Another costly blunder from corporate America’s most dysfunctional, discredited and disdained board
HP’s board took another gigantic jump backward today. It’s not so much that it fired one CEO and hired another. People have come to expect that on a regular basis from what has become corporate America’s most dysfunctional, discredited and disdained board.
It is the shell game involving HP’s chairman that should prompt eyebrows to be raised even higher. Ray Lane was the board’s non-executive chairman and played the largest role in the appointment of Meg Whitman as new CEO. Now, he’s jumped inside, this time to become executive chairman of the board, with a much bigger payday as part of the deal. We are unaware of any comparable situation where two outside directors suddenly have become insiders, one as CEO and one as head of the board she reports to. Is this marriage of convenience the main reason why there was no full search for a new CEO? Is it just one more sign of a cozy club mentality at work in a boardroom where accountability has been the missing voice? We think so.

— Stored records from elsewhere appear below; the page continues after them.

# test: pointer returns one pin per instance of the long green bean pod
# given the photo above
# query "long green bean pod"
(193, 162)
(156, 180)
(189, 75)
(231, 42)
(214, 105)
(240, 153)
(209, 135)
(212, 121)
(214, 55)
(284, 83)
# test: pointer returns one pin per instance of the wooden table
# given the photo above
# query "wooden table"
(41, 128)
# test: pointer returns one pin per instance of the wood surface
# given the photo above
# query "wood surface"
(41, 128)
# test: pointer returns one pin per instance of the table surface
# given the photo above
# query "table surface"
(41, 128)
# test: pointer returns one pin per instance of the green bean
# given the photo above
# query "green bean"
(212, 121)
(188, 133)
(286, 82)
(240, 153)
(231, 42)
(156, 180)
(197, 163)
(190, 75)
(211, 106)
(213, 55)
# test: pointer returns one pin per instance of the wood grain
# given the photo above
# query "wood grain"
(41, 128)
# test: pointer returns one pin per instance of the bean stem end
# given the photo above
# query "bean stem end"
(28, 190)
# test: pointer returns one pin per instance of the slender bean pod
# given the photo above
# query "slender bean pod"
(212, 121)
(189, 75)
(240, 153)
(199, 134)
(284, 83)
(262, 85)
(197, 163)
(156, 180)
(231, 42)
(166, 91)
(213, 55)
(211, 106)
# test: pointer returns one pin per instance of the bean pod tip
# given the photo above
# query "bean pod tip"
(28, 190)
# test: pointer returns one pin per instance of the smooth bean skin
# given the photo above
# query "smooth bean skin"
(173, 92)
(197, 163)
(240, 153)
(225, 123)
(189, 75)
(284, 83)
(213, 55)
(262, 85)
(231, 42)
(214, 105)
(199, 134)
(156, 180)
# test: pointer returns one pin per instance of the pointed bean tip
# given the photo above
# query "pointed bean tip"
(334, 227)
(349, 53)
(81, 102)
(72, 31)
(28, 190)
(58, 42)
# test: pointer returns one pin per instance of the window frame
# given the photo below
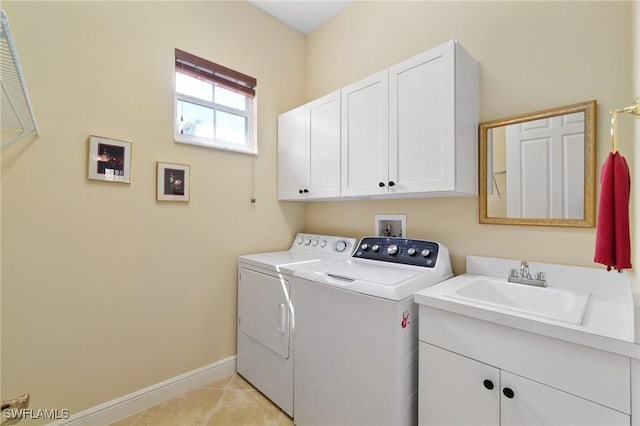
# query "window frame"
(225, 78)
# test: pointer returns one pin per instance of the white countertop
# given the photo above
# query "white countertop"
(610, 321)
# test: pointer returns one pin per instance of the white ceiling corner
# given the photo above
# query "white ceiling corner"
(302, 15)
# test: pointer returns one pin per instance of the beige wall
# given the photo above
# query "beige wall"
(533, 55)
(636, 94)
(105, 290)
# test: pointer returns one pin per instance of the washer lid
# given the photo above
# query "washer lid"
(277, 259)
(380, 279)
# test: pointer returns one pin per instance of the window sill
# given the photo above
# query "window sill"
(215, 145)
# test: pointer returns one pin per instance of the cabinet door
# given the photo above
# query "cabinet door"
(323, 127)
(365, 136)
(421, 122)
(293, 155)
(535, 404)
(452, 389)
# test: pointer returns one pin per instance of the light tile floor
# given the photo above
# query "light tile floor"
(231, 401)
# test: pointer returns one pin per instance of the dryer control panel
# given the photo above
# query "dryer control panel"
(398, 250)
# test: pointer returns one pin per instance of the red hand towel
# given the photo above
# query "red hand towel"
(613, 242)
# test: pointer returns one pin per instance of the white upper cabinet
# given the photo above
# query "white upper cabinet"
(323, 127)
(309, 150)
(408, 131)
(293, 154)
(365, 141)
(424, 112)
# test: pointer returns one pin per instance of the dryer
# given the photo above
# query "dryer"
(266, 320)
(356, 340)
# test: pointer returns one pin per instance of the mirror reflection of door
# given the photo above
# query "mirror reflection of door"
(545, 168)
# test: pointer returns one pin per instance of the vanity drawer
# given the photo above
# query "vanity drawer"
(593, 374)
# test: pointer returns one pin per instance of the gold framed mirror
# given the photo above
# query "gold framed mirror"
(539, 168)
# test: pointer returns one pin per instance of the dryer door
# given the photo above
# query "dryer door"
(263, 309)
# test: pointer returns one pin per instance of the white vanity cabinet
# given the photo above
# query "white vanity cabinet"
(412, 129)
(309, 150)
(456, 390)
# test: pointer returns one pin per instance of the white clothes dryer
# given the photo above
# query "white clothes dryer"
(356, 342)
(266, 319)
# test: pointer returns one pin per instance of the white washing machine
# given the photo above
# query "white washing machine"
(266, 313)
(356, 339)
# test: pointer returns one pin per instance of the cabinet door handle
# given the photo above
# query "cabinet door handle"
(282, 323)
(508, 392)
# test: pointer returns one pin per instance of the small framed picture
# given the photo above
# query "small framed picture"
(173, 182)
(109, 159)
(391, 225)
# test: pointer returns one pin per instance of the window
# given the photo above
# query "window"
(215, 105)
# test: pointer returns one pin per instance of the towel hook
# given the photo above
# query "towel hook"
(632, 109)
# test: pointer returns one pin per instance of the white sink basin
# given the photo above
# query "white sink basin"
(545, 302)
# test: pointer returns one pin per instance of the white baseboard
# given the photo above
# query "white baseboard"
(133, 403)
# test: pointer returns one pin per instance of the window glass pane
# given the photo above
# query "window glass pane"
(230, 99)
(194, 119)
(231, 127)
(191, 86)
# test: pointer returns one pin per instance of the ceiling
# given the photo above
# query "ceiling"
(303, 16)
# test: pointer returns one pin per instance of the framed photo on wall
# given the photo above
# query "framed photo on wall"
(109, 159)
(173, 182)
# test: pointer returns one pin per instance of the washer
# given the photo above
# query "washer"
(266, 314)
(356, 339)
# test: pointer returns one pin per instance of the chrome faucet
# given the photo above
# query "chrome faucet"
(524, 276)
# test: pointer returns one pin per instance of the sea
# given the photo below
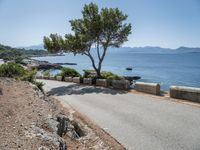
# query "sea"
(181, 69)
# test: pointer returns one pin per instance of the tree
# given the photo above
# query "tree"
(99, 29)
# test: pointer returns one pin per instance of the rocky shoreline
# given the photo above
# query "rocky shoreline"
(32, 120)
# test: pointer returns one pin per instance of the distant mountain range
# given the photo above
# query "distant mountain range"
(147, 49)
(40, 47)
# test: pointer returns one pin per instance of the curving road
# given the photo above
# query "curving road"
(139, 122)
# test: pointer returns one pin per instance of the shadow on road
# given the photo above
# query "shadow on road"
(76, 89)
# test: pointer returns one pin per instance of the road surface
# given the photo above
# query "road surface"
(139, 122)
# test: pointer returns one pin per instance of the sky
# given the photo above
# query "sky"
(164, 23)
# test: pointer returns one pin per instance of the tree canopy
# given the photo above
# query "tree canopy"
(100, 29)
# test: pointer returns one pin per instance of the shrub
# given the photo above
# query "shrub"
(69, 72)
(39, 85)
(12, 70)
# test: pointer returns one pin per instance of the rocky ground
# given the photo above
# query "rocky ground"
(31, 120)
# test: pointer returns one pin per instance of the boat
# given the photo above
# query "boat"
(129, 68)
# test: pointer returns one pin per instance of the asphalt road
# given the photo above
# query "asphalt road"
(139, 122)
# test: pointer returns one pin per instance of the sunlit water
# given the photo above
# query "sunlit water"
(166, 69)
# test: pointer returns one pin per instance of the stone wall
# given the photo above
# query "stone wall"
(121, 84)
(151, 88)
(77, 80)
(87, 81)
(68, 79)
(59, 78)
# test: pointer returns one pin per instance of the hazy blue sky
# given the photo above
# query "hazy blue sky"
(165, 23)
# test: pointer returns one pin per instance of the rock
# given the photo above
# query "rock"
(43, 148)
(88, 81)
(121, 84)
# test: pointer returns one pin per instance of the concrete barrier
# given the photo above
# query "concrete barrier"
(46, 77)
(52, 78)
(186, 93)
(39, 77)
(88, 81)
(121, 84)
(151, 88)
(77, 79)
(1, 91)
(59, 78)
(102, 82)
(68, 79)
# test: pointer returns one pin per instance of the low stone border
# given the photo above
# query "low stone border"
(89, 81)
(102, 82)
(52, 78)
(186, 93)
(121, 84)
(68, 79)
(151, 88)
(59, 78)
(77, 79)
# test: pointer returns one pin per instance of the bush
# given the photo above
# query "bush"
(39, 85)
(12, 70)
(69, 72)
(110, 75)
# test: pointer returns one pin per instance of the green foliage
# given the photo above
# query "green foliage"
(105, 28)
(110, 75)
(39, 85)
(17, 54)
(29, 76)
(69, 72)
(12, 70)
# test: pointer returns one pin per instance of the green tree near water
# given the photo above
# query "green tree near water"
(100, 29)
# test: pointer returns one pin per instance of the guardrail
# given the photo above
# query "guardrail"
(151, 88)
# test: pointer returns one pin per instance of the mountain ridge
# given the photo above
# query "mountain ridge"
(145, 49)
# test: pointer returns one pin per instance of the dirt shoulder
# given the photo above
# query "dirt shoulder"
(30, 120)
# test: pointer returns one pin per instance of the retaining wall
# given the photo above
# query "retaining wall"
(151, 88)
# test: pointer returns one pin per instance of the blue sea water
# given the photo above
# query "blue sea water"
(166, 69)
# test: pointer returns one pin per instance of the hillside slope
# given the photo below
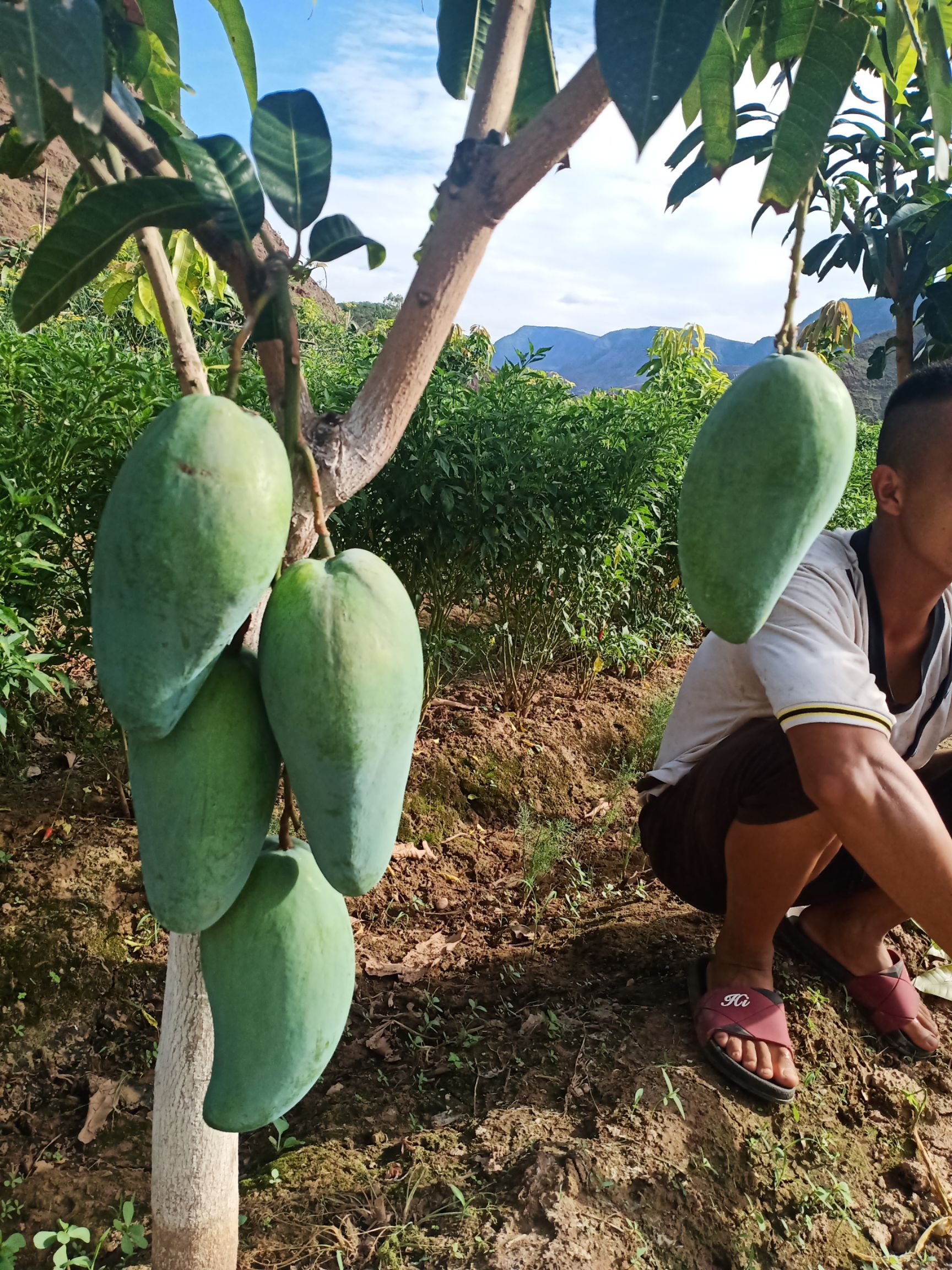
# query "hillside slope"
(612, 361)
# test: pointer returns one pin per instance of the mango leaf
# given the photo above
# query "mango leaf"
(719, 120)
(649, 52)
(691, 102)
(786, 30)
(228, 183)
(338, 235)
(232, 19)
(937, 981)
(938, 82)
(830, 60)
(83, 243)
(161, 21)
(737, 19)
(700, 173)
(461, 35)
(60, 41)
(18, 158)
(462, 27)
(539, 79)
(291, 144)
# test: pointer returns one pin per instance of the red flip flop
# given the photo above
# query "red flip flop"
(888, 1001)
(756, 1014)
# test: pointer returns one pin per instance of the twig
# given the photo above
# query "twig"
(239, 342)
(499, 72)
(786, 338)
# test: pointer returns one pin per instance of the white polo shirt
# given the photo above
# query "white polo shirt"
(819, 658)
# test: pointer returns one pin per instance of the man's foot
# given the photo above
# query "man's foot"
(771, 1062)
(853, 945)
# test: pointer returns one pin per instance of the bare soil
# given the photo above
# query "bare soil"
(518, 1086)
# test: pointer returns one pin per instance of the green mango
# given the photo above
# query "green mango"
(765, 475)
(190, 541)
(205, 797)
(342, 677)
(280, 975)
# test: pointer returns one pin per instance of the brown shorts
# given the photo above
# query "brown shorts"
(749, 776)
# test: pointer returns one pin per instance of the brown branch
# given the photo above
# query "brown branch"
(499, 70)
(484, 183)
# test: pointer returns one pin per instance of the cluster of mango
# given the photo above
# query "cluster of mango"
(192, 537)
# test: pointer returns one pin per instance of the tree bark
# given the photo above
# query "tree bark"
(194, 1169)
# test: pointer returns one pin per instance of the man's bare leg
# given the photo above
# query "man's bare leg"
(769, 865)
(853, 931)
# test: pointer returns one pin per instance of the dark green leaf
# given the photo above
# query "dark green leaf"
(291, 144)
(18, 158)
(338, 235)
(232, 18)
(228, 183)
(161, 21)
(649, 52)
(719, 120)
(700, 173)
(83, 243)
(816, 254)
(938, 80)
(461, 34)
(539, 79)
(60, 41)
(830, 60)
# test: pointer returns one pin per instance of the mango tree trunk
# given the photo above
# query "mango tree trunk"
(194, 1169)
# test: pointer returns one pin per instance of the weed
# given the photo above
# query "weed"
(544, 845)
(282, 1143)
(672, 1095)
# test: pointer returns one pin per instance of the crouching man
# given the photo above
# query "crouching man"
(800, 769)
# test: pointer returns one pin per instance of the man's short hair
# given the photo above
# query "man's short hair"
(909, 426)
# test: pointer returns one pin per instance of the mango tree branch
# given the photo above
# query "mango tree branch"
(484, 182)
(185, 356)
(499, 73)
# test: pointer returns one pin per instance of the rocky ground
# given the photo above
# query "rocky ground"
(518, 1086)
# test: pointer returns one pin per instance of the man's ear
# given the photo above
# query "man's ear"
(889, 489)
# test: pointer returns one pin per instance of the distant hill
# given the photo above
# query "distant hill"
(612, 361)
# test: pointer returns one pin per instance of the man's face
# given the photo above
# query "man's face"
(921, 494)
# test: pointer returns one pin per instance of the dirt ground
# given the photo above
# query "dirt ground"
(518, 1086)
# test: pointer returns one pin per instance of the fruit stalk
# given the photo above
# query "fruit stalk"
(786, 338)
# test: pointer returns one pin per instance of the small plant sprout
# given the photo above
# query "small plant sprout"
(281, 1143)
(9, 1247)
(672, 1095)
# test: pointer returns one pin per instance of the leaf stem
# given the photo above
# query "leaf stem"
(786, 338)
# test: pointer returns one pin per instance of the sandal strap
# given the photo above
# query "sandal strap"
(752, 1013)
(889, 997)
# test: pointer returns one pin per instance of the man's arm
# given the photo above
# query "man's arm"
(883, 815)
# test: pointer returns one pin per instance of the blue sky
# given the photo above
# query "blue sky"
(589, 248)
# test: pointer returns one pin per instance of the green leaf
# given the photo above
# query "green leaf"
(83, 243)
(232, 18)
(337, 235)
(18, 158)
(539, 79)
(60, 41)
(937, 981)
(462, 27)
(461, 32)
(830, 61)
(161, 22)
(787, 30)
(291, 144)
(938, 82)
(719, 119)
(649, 52)
(228, 182)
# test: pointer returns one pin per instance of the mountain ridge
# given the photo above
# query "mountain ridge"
(612, 361)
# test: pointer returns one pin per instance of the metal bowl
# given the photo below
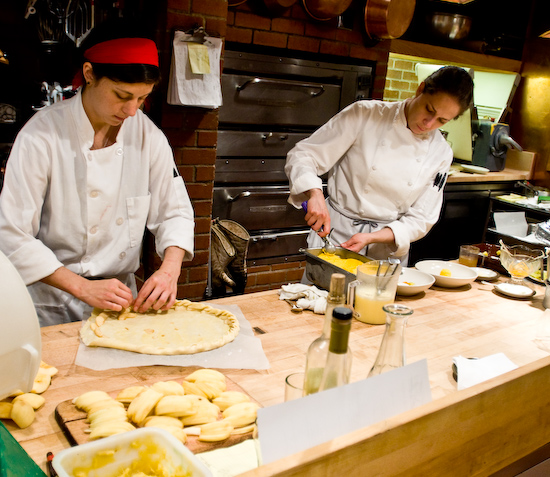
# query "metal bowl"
(449, 26)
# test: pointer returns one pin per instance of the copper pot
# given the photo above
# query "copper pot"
(326, 9)
(388, 19)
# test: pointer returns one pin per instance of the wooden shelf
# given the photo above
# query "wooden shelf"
(452, 56)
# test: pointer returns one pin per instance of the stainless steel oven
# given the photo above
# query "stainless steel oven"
(269, 104)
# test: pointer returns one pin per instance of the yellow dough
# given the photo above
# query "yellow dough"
(187, 328)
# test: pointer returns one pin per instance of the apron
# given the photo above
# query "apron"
(343, 227)
(54, 306)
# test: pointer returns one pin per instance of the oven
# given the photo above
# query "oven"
(269, 104)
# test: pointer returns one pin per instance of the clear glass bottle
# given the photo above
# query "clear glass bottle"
(338, 365)
(317, 352)
(391, 354)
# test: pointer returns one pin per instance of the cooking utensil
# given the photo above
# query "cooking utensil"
(323, 10)
(520, 261)
(387, 19)
(79, 20)
(328, 247)
(449, 26)
(294, 308)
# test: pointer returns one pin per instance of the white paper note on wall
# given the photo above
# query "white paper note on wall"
(297, 425)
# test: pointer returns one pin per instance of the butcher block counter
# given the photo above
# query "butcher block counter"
(476, 431)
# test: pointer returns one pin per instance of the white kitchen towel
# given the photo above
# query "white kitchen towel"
(188, 89)
(475, 371)
(308, 297)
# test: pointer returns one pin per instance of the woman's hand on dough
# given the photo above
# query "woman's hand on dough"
(158, 292)
(109, 294)
(357, 242)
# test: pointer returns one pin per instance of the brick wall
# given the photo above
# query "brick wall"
(401, 78)
(192, 132)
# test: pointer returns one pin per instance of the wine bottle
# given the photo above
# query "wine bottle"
(338, 365)
(317, 352)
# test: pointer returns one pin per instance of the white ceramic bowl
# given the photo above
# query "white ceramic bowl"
(413, 281)
(146, 444)
(460, 274)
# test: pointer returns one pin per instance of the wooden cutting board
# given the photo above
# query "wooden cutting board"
(73, 424)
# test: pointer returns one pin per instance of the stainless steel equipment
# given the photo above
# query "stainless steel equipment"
(491, 143)
(269, 104)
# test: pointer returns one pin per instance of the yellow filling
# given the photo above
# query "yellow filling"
(348, 264)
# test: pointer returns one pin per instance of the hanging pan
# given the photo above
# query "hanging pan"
(326, 9)
(388, 19)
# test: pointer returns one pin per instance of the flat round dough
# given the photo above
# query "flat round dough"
(187, 328)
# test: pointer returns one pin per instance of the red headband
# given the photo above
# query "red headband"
(124, 51)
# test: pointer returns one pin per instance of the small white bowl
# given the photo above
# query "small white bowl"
(413, 281)
(460, 274)
(144, 444)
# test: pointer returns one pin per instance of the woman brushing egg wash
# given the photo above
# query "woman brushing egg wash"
(84, 179)
(387, 165)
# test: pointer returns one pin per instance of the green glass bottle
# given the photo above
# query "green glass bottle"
(317, 352)
(338, 365)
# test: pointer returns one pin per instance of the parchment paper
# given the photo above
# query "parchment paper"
(244, 352)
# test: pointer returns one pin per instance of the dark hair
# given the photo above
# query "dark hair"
(132, 73)
(455, 82)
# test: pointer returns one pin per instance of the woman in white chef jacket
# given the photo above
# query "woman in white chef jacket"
(386, 165)
(85, 177)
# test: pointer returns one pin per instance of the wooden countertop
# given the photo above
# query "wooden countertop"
(469, 321)
(511, 175)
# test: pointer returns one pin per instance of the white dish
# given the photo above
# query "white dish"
(147, 444)
(474, 169)
(485, 273)
(20, 340)
(412, 281)
(515, 291)
(460, 274)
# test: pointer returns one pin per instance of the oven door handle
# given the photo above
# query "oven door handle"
(275, 237)
(247, 193)
(317, 89)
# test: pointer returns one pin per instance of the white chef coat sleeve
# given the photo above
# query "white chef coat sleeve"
(316, 155)
(425, 211)
(171, 217)
(25, 185)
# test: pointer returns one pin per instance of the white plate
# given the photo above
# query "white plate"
(474, 169)
(412, 281)
(460, 274)
(126, 448)
(485, 273)
(515, 291)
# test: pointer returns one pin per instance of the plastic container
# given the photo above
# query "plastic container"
(20, 340)
(147, 446)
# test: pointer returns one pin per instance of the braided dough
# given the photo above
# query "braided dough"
(187, 328)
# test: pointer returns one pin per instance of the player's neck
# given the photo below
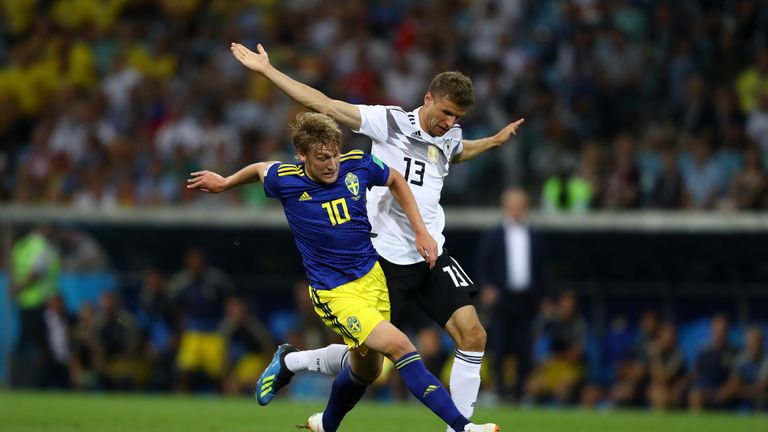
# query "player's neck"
(422, 121)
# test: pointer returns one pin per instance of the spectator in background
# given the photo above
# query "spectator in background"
(702, 176)
(36, 266)
(81, 252)
(757, 123)
(749, 186)
(512, 283)
(622, 183)
(576, 193)
(666, 369)
(158, 319)
(562, 371)
(83, 365)
(668, 187)
(201, 290)
(632, 373)
(248, 347)
(748, 383)
(118, 343)
(57, 323)
(710, 372)
(752, 82)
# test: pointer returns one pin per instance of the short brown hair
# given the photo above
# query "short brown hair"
(311, 129)
(454, 85)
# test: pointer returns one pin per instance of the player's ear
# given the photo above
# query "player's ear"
(301, 156)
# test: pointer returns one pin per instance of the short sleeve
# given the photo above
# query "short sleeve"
(373, 122)
(378, 172)
(272, 181)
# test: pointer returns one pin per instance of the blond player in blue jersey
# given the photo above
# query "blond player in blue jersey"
(323, 197)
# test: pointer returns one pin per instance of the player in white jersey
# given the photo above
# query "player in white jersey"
(421, 144)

We also believe it is a further step in the wrong direction for the board to think that a lead director, yet to be appointed, will be able to provide the necessary focus for checks and balances that is so important to its fiduciary responsibility. No lead director has ever prevented disaster from occurring in any major company. It is bad corporate governance, pure and simple. For a company whose most costly product has been disaster, with billions in shareholder value wiped out over the past year alone, HP’s board obviously still does not get the fundamentals of how to execute on its significant responsibilities.
HP’s formula for a turnaround must include the highest standards of corporate governance, not the lowest. The rather large shell game it engaged in by turning a so-called non-executive chairman into an insider as part of the package that brought its newest CEO into the room shows that it does not even know where the switch is to turn that process on.